Haustier gestorben - Und nun?

    • (1) 11.06.19 - 10:36

      Guten morgen
      mein Sohn (8Jahre) ist derzeit sehr traurig, sein geliebter Hamster ist gestern gestorben.
      Es war bzw ist das erste mal das er mit dem Thema Tot konfrontiert wurde..
      Nun wollen wir ihn heute beerdigen.
      Er wünscht sich sehr wieder ein Haustier..aber hat totale Angst davor das es dann wieder stirbt..
      Wann ist denn ein guter Zeitpunkt für einen neuen Mitbewohner für ihn?
      Sofort? aber das käme mir wie ein billiger Ersatz vor..
      Wie habt ihr das gelöst?
      LG

      • (2) 11.06.19 - 10:47

        Ich würde mit ihm gemeinsam den Hamster beerdigen und dann erstmal ein paar Tage verstreichen lassen.

        Es ist ja nicht grundsätzlich verwerflich nach dem Tod eines Haustieres ein neues anzuschaffen. Aber ein wenig Zeit dazwischen vergehen lassen finde ich wichtig, genau aus dem Grund, den du genannt hast: ein Lebewesen wird nicht einfach ausgetauscht.

        Du kennst deinen Sohn am besten und merkst, ob er vielleicht nach ein paar Tagen gar nicht mehr so dringend einen Hamster/ein Haustier möchte.

        Sterben wird dieses natürlich auch irgendwann. Das gehört dazu, aber "Angst" muss man davor nicht haben.
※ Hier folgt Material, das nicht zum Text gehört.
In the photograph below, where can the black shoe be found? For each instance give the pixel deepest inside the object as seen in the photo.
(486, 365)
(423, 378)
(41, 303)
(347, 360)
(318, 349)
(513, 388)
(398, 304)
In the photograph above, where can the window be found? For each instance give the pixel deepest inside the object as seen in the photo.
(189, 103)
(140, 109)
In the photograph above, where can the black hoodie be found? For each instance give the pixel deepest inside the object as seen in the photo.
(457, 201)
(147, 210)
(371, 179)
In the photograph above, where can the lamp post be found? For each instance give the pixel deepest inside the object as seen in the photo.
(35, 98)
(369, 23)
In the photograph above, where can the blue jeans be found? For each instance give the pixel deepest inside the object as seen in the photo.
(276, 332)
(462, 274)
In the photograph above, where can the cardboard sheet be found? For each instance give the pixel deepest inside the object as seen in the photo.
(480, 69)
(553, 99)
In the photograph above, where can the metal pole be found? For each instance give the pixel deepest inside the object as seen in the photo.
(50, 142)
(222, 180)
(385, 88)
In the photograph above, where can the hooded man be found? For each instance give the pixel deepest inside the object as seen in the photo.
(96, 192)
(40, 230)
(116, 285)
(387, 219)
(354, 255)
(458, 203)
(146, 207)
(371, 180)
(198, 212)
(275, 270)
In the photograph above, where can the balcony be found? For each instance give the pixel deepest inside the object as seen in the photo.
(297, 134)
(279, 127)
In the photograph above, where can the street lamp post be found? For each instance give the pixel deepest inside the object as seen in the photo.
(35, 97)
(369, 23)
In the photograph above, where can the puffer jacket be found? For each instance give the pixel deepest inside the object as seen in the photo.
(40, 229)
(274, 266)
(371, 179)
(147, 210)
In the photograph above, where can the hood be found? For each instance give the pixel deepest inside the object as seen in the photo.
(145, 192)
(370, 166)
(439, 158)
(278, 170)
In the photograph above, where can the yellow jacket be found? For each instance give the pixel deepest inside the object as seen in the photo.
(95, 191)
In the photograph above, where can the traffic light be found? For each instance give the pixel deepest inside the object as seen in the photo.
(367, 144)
Es ist traurig, aber Menschen können das verarbeiten. Auch Kinder.

        (Wobei ich jetzt ein bisschen Off-topic erwähnen möchte, dass Hamster nachtaktiv sind und daher nicht unbedingt für Kinder geeignet. Stress kann ihre Lebenserwartung- die ja eh schon nicht so lang ist- deutlich verkürzen).

        (3) 11.06.19 - 10:52

        Huhu,

        ja, es ist schwer, wenn man das erste Mal im Leben mit dem Tod konfroniert wird.
        Ihr macht das schon sehr gut, mit der Beerdigung. Dann kann euer Sohn nochmal richtig Abschied nehmen.
        Für viele Erwachsene mag die Trauer über einen toten Hamster lächerlich wirken, doch das ist es nicht.

        Ich würde erst mal ein paar Wochen abwarten und erst dann wieder über ein neues Haustier nachdenken.

        Vielleicht solltest du noch darüber nachdenken, ob ein Haustier mit einer höheren Lebenserwartung in Frage käme...ein Meerschweinchen zum Beispiel?

        LG

        • (4) 11.06.19 - 11:21

          Hi,

          "Vielleicht solltest du noch darüber nachdenken, ob ein Haustier mit einer höheren Lebenserwartung in Frage käme...ein Meerschweinchen zum Beispiel?"

          Nur, damit hier keine falschen Erwartungen aufkommen:

          Meeries müssen IMMER mindestens zu zweit gehalten werden und brauchen einen großen und abwechslungsreichen Auslauf. Die Käfighaltung, wie sie in Zoohandlungen regelmäßig empfohlen wird, ist absolut nicht geeignet für ihre Bedürfnisse. Aber wenn man sich dafür entscheidet, dann kann man sehr viel Spaß mit diesen intelligenten Tieren haben - sie kuscheln nicht unbedingt gerne (kommt aufs Tier an), aber man kann Tricks üben etc.

          • (5) 11.06.19 - 11:34

            Hallo,

            Ich hatte viele Jahre lang mehrere Meerschweinchen, deshalb ist das, was du mir schreibst, nichts Neues für mich.;-)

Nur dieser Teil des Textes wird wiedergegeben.